Predicting future health outcomes for patients at an individual level will allow physicians to deliver care more quickly to those who need it most while preventing future harms and improving outcomes. Artificial intelligence (AI) is transforming the medical device space with its powerful ability to learn and predict trends and patterns. In a new study published in the journal Radiology, Dr Dembrower and colleagues trained a sophisticated type of AI, called a deep neural network, to predict which women are at future risk of breast cancer.

Breast cancer is the most frequent cancer in women and is the leading cause of female cancer-related deaths worldwide. In 2018, approximately 18 million new breast cases were reported globally. Breast screening aims to find breast cancer early using an X-ray test called a mammogram that can spot cancer when it’s too small to see or feel. Early detection of breast cancer significantly improves the chances of surviving it.

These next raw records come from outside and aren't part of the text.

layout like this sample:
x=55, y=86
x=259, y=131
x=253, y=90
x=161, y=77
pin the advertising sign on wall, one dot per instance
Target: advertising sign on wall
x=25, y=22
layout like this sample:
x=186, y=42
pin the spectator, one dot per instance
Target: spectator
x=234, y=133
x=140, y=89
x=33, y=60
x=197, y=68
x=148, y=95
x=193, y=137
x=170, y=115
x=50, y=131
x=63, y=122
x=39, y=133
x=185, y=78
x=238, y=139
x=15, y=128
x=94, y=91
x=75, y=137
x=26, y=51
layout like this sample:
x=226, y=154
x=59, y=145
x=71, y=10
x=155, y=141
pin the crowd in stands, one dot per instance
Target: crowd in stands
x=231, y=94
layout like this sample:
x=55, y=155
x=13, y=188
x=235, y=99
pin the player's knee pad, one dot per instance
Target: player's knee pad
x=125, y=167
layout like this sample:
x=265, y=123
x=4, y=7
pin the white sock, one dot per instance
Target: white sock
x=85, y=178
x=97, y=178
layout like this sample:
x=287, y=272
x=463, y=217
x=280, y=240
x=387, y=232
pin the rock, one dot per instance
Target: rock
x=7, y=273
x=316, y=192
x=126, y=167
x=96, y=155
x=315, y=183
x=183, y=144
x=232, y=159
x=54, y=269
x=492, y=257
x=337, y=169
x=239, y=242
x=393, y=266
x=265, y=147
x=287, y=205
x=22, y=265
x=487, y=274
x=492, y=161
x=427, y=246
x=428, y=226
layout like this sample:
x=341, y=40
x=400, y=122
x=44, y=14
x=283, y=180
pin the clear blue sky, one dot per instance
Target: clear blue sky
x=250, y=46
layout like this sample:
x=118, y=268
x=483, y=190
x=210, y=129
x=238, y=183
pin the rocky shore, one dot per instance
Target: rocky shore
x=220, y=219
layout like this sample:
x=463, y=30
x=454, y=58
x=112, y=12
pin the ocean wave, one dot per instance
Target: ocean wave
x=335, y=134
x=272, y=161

Screening for breast cancer is recommended by the American Cancer Society every year for women over the age of 45, and every two years after the age of 55. Yet, this ‘one size fits all’ approach is not optimized for cancer detection for women who are at higher risk. Risk prediction is a crucial building block towards developing individually adapted screening. Mammogram images are rich with information, such as breast density; high breast density, or a greater amount of glandular and connective tissue compared to fat, is considered a risk factor for breast cancer. Leveraging all of the information contained within an image is a complex task and one that has been the focus of many research groups.

This study takes full advantage of all the rich information found in mammograms, which has the potential to identify women at higher risk and who would benefit from additional screening, such as with MRI. In the study, the deep neural network was developed and trained on over two million mammograms—an unprecedented size for an image data set. This deep neural network showed a higher risk association for breast cancer compared to the current best mammographic density model and did not display the same bias as the density-based model.

Currently, mammographic density is not reported, and the introduction of an individually adapted screening using a deep neural network, such as the one developed by Dr Dembrower and colleagues has, the potential to predict cancer. GlobalData anticipates a future for the role of AI in breast cancer risk assessment, which has the potential to expand the number of women who get diagnosed and to diagnose them sooner.